The video clip on BBCs news page suggests 3-5 cups of joe a day may avoid clogged arteries. The segment is thought-provoking as it also highlights that in the past coffee has been linked to high blood pressure and cholesterol, accepting the controversial nature of the results presented. Most of the articles I explored including the telegraph, BBC and ITV discuss that the results are based on a South Korean population who experience a different diet and lifestyle. This drawback was originally highlighted by the British Heart Foundation who suggest further research needs to be conducted. All articles however fail to acknowledge that factors such as diet, smoking, family history and many other variables were taken into account by the study. Coffee was also suggested to protect against Alzheimer’s, depression and certain cancers however no support is provided. The BBC article then focuses on caffeine stating it is also seen in tea, coke, energy drinks and chocolate continuing to discuss the recommended daily levels of caffeine. However caffeine has not been isolated as the compound that causes the results seen within the study. There may be another compound within the coffee causing health benefits. The BBC therefore made a sensible assumption, however it may not be accurate.

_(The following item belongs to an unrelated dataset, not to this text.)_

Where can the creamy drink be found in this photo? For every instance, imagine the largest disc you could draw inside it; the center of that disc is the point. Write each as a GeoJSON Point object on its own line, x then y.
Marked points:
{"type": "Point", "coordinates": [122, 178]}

After a heavy afternoon of google scholar and some aid from the daily telegraph article the scientific paper was found! Upon reading the paper I immediately saw a large sample size of 25,138 individuals used within the study. Originally the study had a larger sample of people however they removed any individuals from the study that had previously suffered cardiovascular disease, showing how the scientists refined their study. The article focusses on coronary artery calcium (CAC) which is heavily considered the main indicator of cardiovascular disease in Korea. I, myself, do not know how accurate the method is therefore it may have been representative to use more than one method to measure CAC. Varying levels of coffee consumption were compared to no coffee consumption. Moderate consumption levels were shown to reduce the prevalence of CAC which is a marker used to predict future heart disease. The paper also highlights that this topic is one of controversy and uses a review of 36 different studies to support what they have found while mentioning that other papers disagree.
Overall, the media have had a great shot at filtering out the key and important facts from the paper (all puns completely intended!) The only real point I contest is the unrepresentative sample size pointed out by the British heart foundation as the study assessed many other lifestyle factors which may have effected coronary artery calcium. I can see why the media included the quote from the British Heart Foundation however I feel it is unfounded and the study works to disprove the point. So despite all the controversy, this particular study and the media reports do a strong job to suggest coffee may reduce the effect of heart disease. All you coffee lovers can now sleep soundly knowing your health is in check…well, that is if you haven’t had one too many cups!